The same is not true of videoconferencing terminals. Although there is a substantial demand for videoconferencing services, terminal equipment for this purpose has been, and remains today, concentrated in narrow markets.
In the 1960s and 1970s, AT&T PICIUREPHONE visual telephone service provided audiovisual communication between publicly accessible installations. However, this service was not widely, available, and was inconvenient to use, largely because it lacked a high level of automation. In the 1970s and 1980s, AT&T provided a PICTUREPHONE meeting service. This service suffered some of the same disadvantages as the earlier PICTUREPHONE service, and was not generally available to the public.
Currently, AT&T provides a standard teleconferencing service, intended mostly to serve businesses. This service overcomes many of the disadvantages of the earlier PICTUREPHONE services, but does not result in facilities that are available to the general public, and is beyond the economic reach of most individual consumers.

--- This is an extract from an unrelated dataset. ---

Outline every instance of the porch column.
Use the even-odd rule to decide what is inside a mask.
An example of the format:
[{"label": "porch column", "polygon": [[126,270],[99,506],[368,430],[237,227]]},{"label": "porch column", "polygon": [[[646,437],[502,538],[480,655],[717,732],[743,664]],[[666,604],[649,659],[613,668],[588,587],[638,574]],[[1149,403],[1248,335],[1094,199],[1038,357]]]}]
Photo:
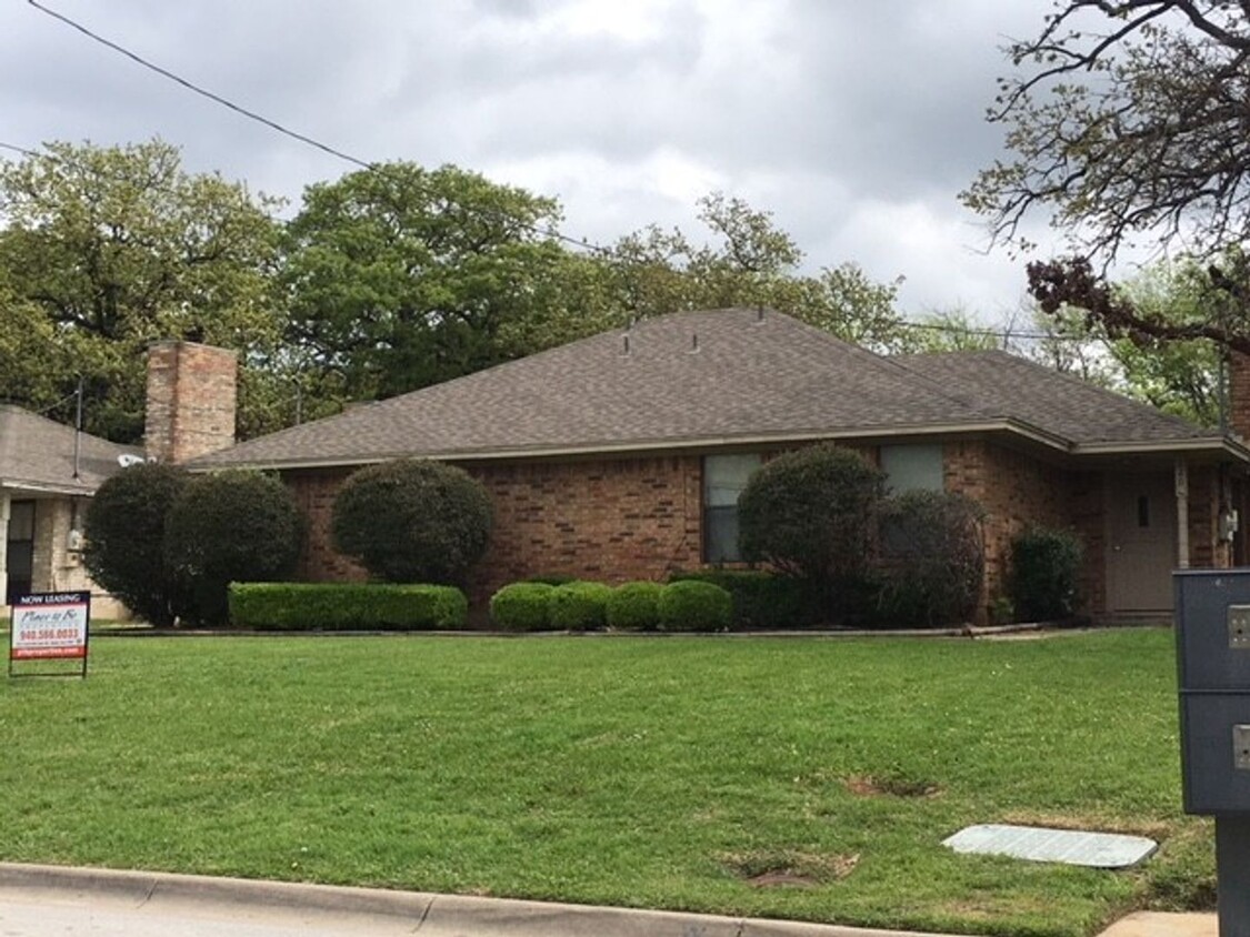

The advent of desktop video systems has made it possible for private individuals to participate in teleconferencing. However, private videoconferencing products and services call for service fees and an investment in equipment that substantially exceed the costs of ordinary telephone services. Thus, even the current generation of desktop video is not attractive to the consumer who would be only a casual or incidental user of teleconferencing services.
Thus, until now there has lacked a videoconferencing facility, generally available to the public, for making a two-way, audiovisual call between generally accessible locations at a modest, one-time cost.